Freedom of speech, freedom of religion, the right to keep and bear arms, no unreasonable searches and seizures, and the right to trial by jury – these are just five of the important liberties listed in the Bill of Rights, the first 10 amendments to the U.S. Constitution. Americans cherish them. But would we have these expressly written guarantees of liberty in the Constitution if the majority of North Carolinians had not insisted on them?

Today, Nov. 23, is a perfect day to remember the instrumental role North Carolina played in securing a Bill of Rights. The date marks the 223rd anniversary of the Tar Heel State’s ratification of the U.S. Constitution. Convening in Fayetteville in 1789, North Carolina delegates approved the nation’s governing document, 194-77.

Ratification was not guaranteed. Meeting in Hillsborough in 1788, delegates from six towns and all but one of the state’s then 58 counties had refused to ratify the Constitution. The vote wasn’t even close. The margin? 184-84.

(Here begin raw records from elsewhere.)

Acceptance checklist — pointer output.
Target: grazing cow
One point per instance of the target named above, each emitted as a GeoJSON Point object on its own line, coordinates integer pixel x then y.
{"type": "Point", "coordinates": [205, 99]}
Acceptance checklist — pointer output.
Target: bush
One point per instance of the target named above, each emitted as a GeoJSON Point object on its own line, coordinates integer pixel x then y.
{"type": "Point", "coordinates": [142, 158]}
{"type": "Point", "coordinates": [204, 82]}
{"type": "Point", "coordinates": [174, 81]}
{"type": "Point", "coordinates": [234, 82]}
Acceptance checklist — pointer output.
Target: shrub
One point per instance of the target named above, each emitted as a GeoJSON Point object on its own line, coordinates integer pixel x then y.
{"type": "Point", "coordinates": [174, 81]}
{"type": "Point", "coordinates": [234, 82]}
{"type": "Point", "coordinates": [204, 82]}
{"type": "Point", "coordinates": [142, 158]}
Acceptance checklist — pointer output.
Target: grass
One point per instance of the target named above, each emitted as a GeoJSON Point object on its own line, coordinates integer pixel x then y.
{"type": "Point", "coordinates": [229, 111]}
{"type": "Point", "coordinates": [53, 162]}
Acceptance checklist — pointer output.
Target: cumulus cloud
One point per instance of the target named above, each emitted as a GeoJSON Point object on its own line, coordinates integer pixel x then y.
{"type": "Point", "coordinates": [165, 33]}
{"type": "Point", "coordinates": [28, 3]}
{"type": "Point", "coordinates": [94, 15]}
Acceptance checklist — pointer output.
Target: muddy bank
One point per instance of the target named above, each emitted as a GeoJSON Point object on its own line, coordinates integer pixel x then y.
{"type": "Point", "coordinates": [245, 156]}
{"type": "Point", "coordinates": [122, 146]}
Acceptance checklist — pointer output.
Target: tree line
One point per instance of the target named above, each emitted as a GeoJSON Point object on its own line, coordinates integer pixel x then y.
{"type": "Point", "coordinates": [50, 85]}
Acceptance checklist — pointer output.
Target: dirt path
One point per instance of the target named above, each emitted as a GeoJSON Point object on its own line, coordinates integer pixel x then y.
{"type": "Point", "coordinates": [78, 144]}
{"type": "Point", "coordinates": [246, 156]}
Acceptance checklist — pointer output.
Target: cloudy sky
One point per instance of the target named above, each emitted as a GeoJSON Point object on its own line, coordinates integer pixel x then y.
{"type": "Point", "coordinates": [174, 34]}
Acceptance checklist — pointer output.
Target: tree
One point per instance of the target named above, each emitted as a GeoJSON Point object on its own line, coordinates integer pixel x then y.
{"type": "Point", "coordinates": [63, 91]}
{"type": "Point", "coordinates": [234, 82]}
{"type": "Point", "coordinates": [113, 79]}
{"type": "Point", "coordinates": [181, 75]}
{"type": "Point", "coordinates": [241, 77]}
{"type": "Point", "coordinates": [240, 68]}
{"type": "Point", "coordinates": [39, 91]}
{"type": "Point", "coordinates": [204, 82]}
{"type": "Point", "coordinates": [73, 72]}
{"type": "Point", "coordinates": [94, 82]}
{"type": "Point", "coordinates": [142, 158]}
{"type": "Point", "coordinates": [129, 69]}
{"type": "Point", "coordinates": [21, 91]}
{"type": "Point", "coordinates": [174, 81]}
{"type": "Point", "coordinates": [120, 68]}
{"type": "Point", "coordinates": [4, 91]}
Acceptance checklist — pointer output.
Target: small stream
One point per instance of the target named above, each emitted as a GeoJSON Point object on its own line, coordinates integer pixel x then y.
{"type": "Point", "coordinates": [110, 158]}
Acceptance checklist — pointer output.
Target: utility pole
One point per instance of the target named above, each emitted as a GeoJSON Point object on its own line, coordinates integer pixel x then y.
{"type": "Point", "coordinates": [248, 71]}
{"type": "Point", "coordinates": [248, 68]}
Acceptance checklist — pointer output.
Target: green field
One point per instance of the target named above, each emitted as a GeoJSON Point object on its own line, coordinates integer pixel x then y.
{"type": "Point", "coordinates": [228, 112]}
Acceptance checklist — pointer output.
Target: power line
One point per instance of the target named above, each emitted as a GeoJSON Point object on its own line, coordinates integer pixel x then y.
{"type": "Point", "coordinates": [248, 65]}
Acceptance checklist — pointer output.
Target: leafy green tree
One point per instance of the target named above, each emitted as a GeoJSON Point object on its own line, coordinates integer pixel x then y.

The Tar Heel State ended up being the only one of the original 13 states to hold a second ratification convention. Why had the vast majority of delegates refused to ratify the Constitution the first time around?

For two weeks in 1788 – July 21 to Aug. 4 – Federalist proponents of the Constitution and Antifederalist opponents debated the merits of giving a new, national government more authority and power, or “energy” as they then described it. Delegates such as future Supreme Court Justice James Iredell had championed the Constitution and the new form of federal government from the day the idea was proposed. Others had recurring doubts. They needed clarifications regarding constitutional phrasing and would not vote for a constitution until they were convinced that it would include a bill of rights protecting individual rights.

Most North Carolinians lived and worked on their small farms, which dotted the countryside, and many delegates had participated in or remembered the Regulation movement that two decades prior had protested what many Piedmont farmers believed to be political corruption and collusion. That disagreement had been settled on a Piedmont field in 1771 during the Battle of Alamance.

Still, the Regulator spirit lingered on, manifesting itself in some ways at the 1788 Hillsborough Convention.

Critics of the proposed Constitution recalled an even more recent past as they considered why patriots had fought in the American Revolution. These Antifederalists wanted to ensure that government did not trample on individual liberties. They wanted reassurance that government faced restrictions of its power.

Indeed, these initial opponents of the Constitution at the 1788 Hillsborough Convention and delegates to the 1789 Fayetteville Convention set limits on constitutional interpretations. In other words, they would not allow Federalists, as constitutional historian M.E. Bradford has argued, to interpret the Constitution in a way that was more ambitious than what Antifederalists were willing to accept.

So what changed the Antifederalist mind-set? Some, like Willie Jones, the Constitution’s leading opponent, never changed their opinions. But most North Carolina Antifederalists altered their views when certain political fears were assuaged and when James Madison of Virginia openly declared that he supported and would work to add a bill of rights to the Constitution. Madison kept his promise.

North Carolina delegates – Antifederalists and Federalists alike – hammered out their differences concerning personal rights, limited government and sufficient national power and reached a settlement on Nov. 23, 1789. Their arguments helped start a lasting – sometimes contentious – discussion that continues within American politics.

This week, we enjoy the Thanksgiving holiday, visit with family and cherished friends, and more than once hear comments about overeating, followed ironically by a request for “just a sliver” of pumpkin pie or cheesecake for dessert. We remind ourselves of what is good in our lives – even if our favorite football team loses. It is also appropriate to be thankful for the liberties we have in the United States and to recall our state’s role in ensuring that our liberties were acknowledged in the Bill of Rights.

Troy Kickler is founding director of the North Carolina History Project and editor of northcarolinahistory.org.